Gameboy on 32X

Chilly Willy · Post by **Chilly Willy** » Mon Feb 23, 2009 7:45 am

While the GB might be slow, certain things like the flags are going to take time, so best to save those cycles anywhere else you can. Fortunately you have another processor for handling graphics. Just think if you had to do the gfx as well as the CPU emulation on the Master SH2.

Does the GB do a lot of line oriented effects? It might be worth it to make an option for syncing once a frame as opposed to every line for games that don't need per line synchronization.
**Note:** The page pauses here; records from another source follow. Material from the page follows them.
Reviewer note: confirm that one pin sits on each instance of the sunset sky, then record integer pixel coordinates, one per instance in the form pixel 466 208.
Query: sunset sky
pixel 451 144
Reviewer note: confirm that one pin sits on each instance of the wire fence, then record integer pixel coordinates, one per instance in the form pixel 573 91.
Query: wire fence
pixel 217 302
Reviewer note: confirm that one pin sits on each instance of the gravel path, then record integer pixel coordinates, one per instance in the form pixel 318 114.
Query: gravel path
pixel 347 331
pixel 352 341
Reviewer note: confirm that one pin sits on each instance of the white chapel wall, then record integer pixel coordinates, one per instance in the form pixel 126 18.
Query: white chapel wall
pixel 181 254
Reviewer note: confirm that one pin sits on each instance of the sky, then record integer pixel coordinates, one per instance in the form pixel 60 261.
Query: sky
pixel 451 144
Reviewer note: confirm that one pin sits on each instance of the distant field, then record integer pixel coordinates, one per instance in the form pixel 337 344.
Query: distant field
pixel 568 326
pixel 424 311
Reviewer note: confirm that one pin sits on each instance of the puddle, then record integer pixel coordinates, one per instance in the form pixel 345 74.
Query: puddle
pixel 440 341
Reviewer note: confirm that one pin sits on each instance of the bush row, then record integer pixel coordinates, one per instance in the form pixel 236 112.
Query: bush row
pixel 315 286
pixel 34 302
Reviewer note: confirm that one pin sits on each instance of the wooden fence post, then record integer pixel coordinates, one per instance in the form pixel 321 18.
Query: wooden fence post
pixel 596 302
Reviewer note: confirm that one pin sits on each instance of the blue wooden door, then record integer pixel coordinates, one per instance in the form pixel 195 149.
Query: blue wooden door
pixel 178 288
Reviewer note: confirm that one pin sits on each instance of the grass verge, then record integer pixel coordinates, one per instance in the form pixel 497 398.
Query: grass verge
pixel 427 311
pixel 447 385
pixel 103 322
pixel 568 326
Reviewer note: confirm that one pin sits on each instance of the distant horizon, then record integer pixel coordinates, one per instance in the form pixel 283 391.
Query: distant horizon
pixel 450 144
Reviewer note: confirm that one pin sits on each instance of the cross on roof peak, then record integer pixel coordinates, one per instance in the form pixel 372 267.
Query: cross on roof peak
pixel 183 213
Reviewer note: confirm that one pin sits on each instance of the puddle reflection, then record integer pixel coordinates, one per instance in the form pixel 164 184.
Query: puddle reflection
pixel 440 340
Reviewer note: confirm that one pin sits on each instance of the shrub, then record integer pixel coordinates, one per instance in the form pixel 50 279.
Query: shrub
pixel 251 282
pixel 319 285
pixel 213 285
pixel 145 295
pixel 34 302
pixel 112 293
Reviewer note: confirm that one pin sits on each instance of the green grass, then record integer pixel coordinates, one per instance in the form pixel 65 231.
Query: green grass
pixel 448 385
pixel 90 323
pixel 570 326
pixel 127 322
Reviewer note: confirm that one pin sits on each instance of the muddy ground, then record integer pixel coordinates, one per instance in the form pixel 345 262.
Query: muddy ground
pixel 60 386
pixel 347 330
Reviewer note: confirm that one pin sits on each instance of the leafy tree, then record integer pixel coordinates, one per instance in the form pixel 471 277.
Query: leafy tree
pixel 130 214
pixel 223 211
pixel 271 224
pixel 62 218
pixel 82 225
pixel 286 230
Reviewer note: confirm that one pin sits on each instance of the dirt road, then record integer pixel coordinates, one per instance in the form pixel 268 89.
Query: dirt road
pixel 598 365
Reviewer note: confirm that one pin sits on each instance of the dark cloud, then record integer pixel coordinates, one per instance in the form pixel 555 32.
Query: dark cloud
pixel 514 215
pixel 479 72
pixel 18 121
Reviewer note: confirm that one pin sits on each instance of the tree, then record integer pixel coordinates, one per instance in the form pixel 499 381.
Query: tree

mic_ · Post by **mic_** » Mon Feb 23, 2009 7:46 am

As for the pending interrupt checks (lines 4181-4238 in cpu.s), they're kinda needed because an IRQ might've occurred earlier while the corresponding IE bit was 0 or IME was 0. But if you're willing to trade some accuracy for speed you could move those checks out of the main loop and put them right before the loop starts, or right after it finishes. That way the interrupt should still occur, but it will be something on the order of 100 GB-Z80 clocks too late.

Chilly Willy · Post by **Chilly Willy** » Mon Feb 23, 2009 8:25 am

I'm thinking one flag that is set for anything like an interrupt. Then your main loop is check the cycle count, check the one flag, loop. If the one flag is set, THEN check if it's DI, EI, or IME pending.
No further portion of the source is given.